Schedule 1 — Adjustments Section
Special Expenses for Certain Jobs
Educator, reservists, performing artists, and fee-basis government officials all have special provisions that allow them to deduct some of the expenses they incur while on the job. Educators can deduct unreimbursed expenses such as supplies and computer equipment for up to $250 per individual. The others have even more deductions listed. Attach Form 2106 where the calculations are made.
Those who contributed any amount to an HSA can put the amount they added during the tax year to their Schedule 1. The contributions are tax deductible. Remember to include any amount that your employer contributed on your behalf. You have to attach Form 8889 to show your calculations though.

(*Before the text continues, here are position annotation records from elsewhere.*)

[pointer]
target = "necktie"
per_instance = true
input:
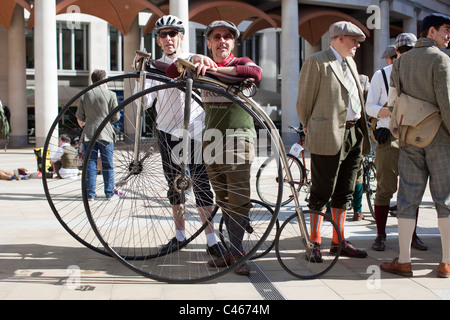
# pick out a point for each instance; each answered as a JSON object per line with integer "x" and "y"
{"x": 354, "y": 94}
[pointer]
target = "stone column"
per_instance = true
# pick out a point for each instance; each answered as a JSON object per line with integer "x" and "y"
{"x": 180, "y": 8}
{"x": 131, "y": 43}
{"x": 381, "y": 36}
{"x": 17, "y": 87}
{"x": 46, "y": 76}
{"x": 290, "y": 66}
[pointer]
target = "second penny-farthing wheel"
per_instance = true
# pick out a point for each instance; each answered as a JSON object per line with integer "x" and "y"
{"x": 136, "y": 226}
{"x": 64, "y": 195}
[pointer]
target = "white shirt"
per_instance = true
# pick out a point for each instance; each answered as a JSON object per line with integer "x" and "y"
{"x": 170, "y": 107}
{"x": 377, "y": 96}
{"x": 351, "y": 115}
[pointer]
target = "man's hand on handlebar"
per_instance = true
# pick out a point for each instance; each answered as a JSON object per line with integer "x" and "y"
{"x": 203, "y": 64}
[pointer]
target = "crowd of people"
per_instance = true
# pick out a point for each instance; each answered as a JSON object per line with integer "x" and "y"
{"x": 334, "y": 113}
{"x": 331, "y": 108}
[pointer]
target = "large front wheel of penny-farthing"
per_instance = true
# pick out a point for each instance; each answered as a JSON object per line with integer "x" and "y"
{"x": 138, "y": 224}
{"x": 296, "y": 257}
{"x": 64, "y": 195}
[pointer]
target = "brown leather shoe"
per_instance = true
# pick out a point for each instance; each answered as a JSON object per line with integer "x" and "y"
{"x": 379, "y": 243}
{"x": 402, "y": 269}
{"x": 348, "y": 250}
{"x": 417, "y": 244}
{"x": 314, "y": 255}
{"x": 444, "y": 270}
{"x": 358, "y": 216}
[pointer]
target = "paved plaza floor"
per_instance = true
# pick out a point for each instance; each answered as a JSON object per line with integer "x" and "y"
{"x": 40, "y": 260}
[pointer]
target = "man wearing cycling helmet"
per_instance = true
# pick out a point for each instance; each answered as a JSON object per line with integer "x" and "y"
{"x": 169, "y": 118}
{"x": 230, "y": 181}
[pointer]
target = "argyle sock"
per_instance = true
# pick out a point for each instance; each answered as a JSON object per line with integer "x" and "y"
{"x": 381, "y": 214}
{"x": 236, "y": 230}
{"x": 357, "y": 198}
{"x": 405, "y": 232}
{"x": 315, "y": 222}
{"x": 338, "y": 216}
{"x": 444, "y": 228}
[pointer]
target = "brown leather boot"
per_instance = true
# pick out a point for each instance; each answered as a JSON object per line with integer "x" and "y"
{"x": 444, "y": 270}
{"x": 402, "y": 269}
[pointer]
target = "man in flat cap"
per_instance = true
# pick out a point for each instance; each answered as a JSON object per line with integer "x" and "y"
{"x": 424, "y": 73}
{"x": 331, "y": 108}
{"x": 387, "y": 149}
{"x": 389, "y": 55}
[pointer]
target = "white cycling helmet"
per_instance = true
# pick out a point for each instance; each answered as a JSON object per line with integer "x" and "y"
{"x": 167, "y": 22}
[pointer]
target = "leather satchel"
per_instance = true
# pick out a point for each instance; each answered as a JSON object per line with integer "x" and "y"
{"x": 414, "y": 121}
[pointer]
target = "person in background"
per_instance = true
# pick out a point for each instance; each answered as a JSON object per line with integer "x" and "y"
{"x": 64, "y": 161}
{"x": 387, "y": 149}
{"x": 424, "y": 73}
{"x": 169, "y": 123}
{"x": 230, "y": 181}
{"x": 330, "y": 106}
{"x": 95, "y": 106}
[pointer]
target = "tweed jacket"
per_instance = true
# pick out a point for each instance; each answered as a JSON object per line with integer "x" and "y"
{"x": 95, "y": 106}
{"x": 323, "y": 101}
{"x": 425, "y": 74}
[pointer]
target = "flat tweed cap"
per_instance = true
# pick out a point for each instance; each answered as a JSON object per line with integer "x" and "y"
{"x": 434, "y": 19}
{"x": 346, "y": 28}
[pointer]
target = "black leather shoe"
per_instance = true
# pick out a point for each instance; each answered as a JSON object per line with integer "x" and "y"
{"x": 172, "y": 245}
{"x": 379, "y": 243}
{"x": 217, "y": 249}
{"x": 348, "y": 250}
{"x": 314, "y": 255}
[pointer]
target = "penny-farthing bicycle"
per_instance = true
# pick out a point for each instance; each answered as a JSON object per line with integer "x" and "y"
{"x": 135, "y": 226}
{"x": 64, "y": 195}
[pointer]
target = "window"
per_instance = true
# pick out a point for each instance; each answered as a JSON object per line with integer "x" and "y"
{"x": 250, "y": 48}
{"x": 72, "y": 47}
{"x": 115, "y": 49}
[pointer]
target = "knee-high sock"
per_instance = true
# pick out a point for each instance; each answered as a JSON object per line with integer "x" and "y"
{"x": 315, "y": 222}
{"x": 444, "y": 228}
{"x": 405, "y": 231}
{"x": 338, "y": 216}
{"x": 236, "y": 229}
{"x": 381, "y": 214}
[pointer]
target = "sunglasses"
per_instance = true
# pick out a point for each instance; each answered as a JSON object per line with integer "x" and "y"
{"x": 218, "y": 36}
{"x": 171, "y": 34}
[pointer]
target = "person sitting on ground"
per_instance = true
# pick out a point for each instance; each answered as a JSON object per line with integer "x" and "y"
{"x": 64, "y": 161}
{"x": 16, "y": 174}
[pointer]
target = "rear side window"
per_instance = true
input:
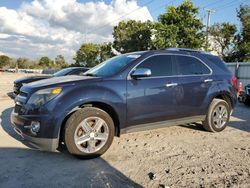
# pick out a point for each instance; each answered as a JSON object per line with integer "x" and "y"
{"x": 160, "y": 65}
{"x": 218, "y": 62}
{"x": 187, "y": 65}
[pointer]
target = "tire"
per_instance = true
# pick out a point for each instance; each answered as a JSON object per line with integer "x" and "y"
{"x": 218, "y": 116}
{"x": 247, "y": 102}
{"x": 82, "y": 126}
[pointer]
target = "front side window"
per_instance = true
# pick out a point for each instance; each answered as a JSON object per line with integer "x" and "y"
{"x": 112, "y": 65}
{"x": 190, "y": 66}
{"x": 160, "y": 65}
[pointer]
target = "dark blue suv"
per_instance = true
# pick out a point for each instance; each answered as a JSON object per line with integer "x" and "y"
{"x": 129, "y": 92}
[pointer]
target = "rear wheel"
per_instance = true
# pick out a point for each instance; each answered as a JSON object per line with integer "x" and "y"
{"x": 89, "y": 132}
{"x": 217, "y": 116}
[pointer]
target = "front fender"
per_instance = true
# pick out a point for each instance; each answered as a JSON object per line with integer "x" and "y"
{"x": 74, "y": 98}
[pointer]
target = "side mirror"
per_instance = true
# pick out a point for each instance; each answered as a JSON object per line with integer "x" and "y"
{"x": 141, "y": 73}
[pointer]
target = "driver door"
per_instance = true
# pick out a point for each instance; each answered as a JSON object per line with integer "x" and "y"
{"x": 152, "y": 99}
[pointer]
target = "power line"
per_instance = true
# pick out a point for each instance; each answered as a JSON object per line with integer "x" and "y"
{"x": 229, "y": 5}
{"x": 213, "y": 3}
{"x": 108, "y": 24}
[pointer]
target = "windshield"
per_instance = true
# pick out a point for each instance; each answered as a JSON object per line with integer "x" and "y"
{"x": 112, "y": 66}
{"x": 62, "y": 72}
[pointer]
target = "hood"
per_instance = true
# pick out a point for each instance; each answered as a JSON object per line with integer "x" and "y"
{"x": 58, "y": 81}
{"x": 31, "y": 79}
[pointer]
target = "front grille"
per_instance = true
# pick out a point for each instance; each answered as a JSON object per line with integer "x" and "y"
{"x": 248, "y": 90}
{"x": 17, "y": 108}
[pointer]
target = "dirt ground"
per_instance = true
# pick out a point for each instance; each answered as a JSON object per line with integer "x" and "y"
{"x": 179, "y": 156}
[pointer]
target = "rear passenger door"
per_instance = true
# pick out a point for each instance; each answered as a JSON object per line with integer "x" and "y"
{"x": 152, "y": 99}
{"x": 194, "y": 81}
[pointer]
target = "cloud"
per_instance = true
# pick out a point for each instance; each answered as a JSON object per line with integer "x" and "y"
{"x": 55, "y": 27}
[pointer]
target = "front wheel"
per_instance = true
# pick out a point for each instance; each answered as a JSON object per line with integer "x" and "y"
{"x": 89, "y": 132}
{"x": 217, "y": 116}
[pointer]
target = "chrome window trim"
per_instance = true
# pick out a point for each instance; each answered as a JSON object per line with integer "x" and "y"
{"x": 211, "y": 71}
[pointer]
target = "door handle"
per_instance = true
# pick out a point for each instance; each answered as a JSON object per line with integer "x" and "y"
{"x": 171, "y": 85}
{"x": 208, "y": 80}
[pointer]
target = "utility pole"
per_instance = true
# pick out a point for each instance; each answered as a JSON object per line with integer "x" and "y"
{"x": 209, "y": 12}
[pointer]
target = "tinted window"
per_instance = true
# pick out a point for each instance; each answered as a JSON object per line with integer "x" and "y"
{"x": 76, "y": 72}
{"x": 190, "y": 66}
{"x": 218, "y": 62}
{"x": 160, "y": 65}
{"x": 112, "y": 65}
{"x": 63, "y": 72}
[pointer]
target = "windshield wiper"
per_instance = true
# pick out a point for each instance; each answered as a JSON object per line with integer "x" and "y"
{"x": 89, "y": 74}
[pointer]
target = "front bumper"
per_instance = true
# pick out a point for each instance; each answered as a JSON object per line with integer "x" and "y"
{"x": 243, "y": 97}
{"x": 21, "y": 126}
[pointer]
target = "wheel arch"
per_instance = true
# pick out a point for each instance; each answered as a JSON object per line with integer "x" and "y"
{"x": 226, "y": 97}
{"x": 101, "y": 105}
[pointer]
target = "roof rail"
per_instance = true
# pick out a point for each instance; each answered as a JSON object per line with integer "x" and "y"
{"x": 188, "y": 50}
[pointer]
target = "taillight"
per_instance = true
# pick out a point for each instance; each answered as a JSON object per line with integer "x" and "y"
{"x": 234, "y": 82}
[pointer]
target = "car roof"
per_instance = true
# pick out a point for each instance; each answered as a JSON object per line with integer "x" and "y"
{"x": 185, "y": 51}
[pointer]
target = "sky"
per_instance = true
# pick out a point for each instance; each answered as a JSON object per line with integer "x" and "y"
{"x": 35, "y": 28}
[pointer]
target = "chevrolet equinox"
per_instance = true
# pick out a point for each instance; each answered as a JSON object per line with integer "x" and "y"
{"x": 129, "y": 92}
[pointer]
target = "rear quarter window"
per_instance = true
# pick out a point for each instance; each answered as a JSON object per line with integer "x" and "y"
{"x": 217, "y": 62}
{"x": 188, "y": 65}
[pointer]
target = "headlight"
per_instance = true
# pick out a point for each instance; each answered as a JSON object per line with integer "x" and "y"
{"x": 43, "y": 96}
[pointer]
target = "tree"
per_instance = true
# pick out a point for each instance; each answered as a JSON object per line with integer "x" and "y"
{"x": 223, "y": 38}
{"x": 105, "y": 51}
{"x": 132, "y": 36}
{"x": 23, "y": 63}
{"x": 45, "y": 62}
{"x": 4, "y": 60}
{"x": 243, "y": 53}
{"x": 179, "y": 27}
{"x": 87, "y": 55}
{"x": 60, "y": 61}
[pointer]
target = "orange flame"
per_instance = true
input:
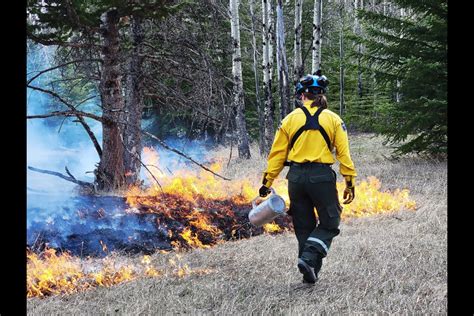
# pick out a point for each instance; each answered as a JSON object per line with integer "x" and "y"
{"x": 58, "y": 274}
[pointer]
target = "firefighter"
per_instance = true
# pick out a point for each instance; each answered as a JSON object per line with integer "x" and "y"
{"x": 305, "y": 141}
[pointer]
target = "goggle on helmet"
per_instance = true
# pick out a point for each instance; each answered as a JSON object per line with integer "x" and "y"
{"x": 315, "y": 84}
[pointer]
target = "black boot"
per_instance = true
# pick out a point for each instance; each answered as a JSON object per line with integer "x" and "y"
{"x": 307, "y": 271}
{"x": 318, "y": 263}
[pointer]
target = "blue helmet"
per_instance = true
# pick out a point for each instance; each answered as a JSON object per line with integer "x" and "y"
{"x": 315, "y": 84}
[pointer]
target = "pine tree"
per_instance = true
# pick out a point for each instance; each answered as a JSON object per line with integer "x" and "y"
{"x": 411, "y": 50}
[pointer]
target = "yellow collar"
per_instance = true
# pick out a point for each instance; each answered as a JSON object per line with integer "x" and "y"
{"x": 307, "y": 104}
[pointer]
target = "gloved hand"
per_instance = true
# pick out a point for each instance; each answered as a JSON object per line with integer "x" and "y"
{"x": 264, "y": 191}
{"x": 349, "y": 191}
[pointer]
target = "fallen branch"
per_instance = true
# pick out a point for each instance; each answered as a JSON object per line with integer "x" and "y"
{"x": 79, "y": 117}
{"x": 70, "y": 178}
{"x": 162, "y": 143}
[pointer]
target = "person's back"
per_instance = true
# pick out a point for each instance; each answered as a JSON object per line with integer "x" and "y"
{"x": 305, "y": 141}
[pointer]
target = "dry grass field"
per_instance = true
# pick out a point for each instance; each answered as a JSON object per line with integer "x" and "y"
{"x": 388, "y": 263}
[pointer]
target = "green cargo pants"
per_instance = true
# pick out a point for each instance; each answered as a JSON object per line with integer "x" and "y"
{"x": 314, "y": 186}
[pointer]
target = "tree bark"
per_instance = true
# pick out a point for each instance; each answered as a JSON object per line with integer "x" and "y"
{"x": 261, "y": 128}
{"x": 282, "y": 64}
{"x": 267, "y": 65}
{"x": 358, "y": 4}
{"x": 110, "y": 174}
{"x": 298, "y": 61}
{"x": 341, "y": 61}
{"x": 238, "y": 89}
{"x": 134, "y": 103}
{"x": 317, "y": 17}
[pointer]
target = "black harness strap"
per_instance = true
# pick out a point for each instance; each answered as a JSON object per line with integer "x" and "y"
{"x": 312, "y": 123}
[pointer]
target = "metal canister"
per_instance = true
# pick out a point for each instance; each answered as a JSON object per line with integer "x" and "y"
{"x": 268, "y": 210}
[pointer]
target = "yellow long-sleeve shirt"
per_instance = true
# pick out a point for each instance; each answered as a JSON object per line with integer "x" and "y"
{"x": 310, "y": 145}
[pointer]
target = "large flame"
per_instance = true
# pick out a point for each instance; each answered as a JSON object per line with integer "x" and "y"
{"x": 52, "y": 273}
{"x": 198, "y": 200}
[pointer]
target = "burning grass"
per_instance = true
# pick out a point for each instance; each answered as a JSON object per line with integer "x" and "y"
{"x": 190, "y": 210}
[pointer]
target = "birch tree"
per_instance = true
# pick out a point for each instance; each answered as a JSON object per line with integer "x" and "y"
{"x": 238, "y": 89}
{"x": 317, "y": 17}
{"x": 341, "y": 60}
{"x": 269, "y": 108}
{"x": 261, "y": 127}
{"x": 358, "y": 5}
{"x": 298, "y": 62}
{"x": 282, "y": 65}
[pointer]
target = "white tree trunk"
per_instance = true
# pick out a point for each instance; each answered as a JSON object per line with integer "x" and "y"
{"x": 317, "y": 17}
{"x": 341, "y": 61}
{"x": 282, "y": 64}
{"x": 298, "y": 60}
{"x": 238, "y": 89}
{"x": 267, "y": 64}
{"x": 358, "y": 4}
{"x": 261, "y": 126}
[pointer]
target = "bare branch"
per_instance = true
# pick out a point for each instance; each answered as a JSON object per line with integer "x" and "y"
{"x": 59, "y": 66}
{"x": 66, "y": 113}
{"x": 79, "y": 117}
{"x": 162, "y": 143}
{"x": 58, "y": 174}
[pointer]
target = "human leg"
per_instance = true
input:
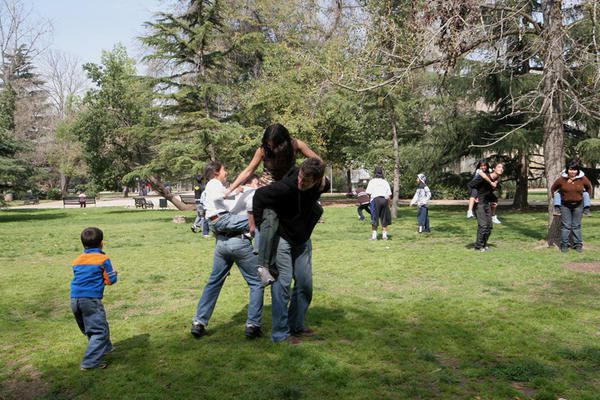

Member of the Armed Forces (on active duty) who had to permanently change where they stationed due to a military order can deduct their moving expenses. Attach Form 3903 to figure out the exact amount allowed.
Self-employed individuals have several possible deductions on the Schedule 1. Contributions to a SEP, SIMPLE, and other qualified plans such as a Solo 401(k) are all tax deductible and filed under the Schedule 1. Health insurance is deductible for them too, as well as part of the self-employment tax they pay that’s calculated via Schedule SE.
Early Withdrawal Penalties
Let’s say the bank charged you with a penalty for withdrawing your certificate of deposit early. You could at least get some of it back via a tax deduction. You should note, though, that early withdrawal penalties on a 401(k) aren’t tax deductible. That’s because the funds are taken out of the account that were never taxed, so it doesn’t make sense for the IRS to also give you a tax deduction.
Those who had to pay alimony payments used to be able to deduct taxes on them. But as discussed earlier, this is no longer the case for separations that were filed from 2019 onward.
Those who contributed to a Traditional IRA can enter the deduction here. Adjusted Gross Income (AGI) limits and other contribution limits apply. Be sure to check the rules before you make the deposit into the retirement account.
Students can claim a deduction on their Schedule 1 for student loan interest they had to pay. Certain tuition and fees they had to pay throughout the year are also deductible and calculated via Form 8917.
The Bottom Line
Schedule 1 isn’t complicated to complete. However, it’s important to not forget about it altogether. This isn’t usually a problem in the modern days of electronic tax software where you file your taxes based on a question and answers system. On the other hand, anyone still using paper forms will need to be careful. You don’t want to accidently exclude a huge section of income and adjustments. If you do, your tax return will likely be flagged for an audit.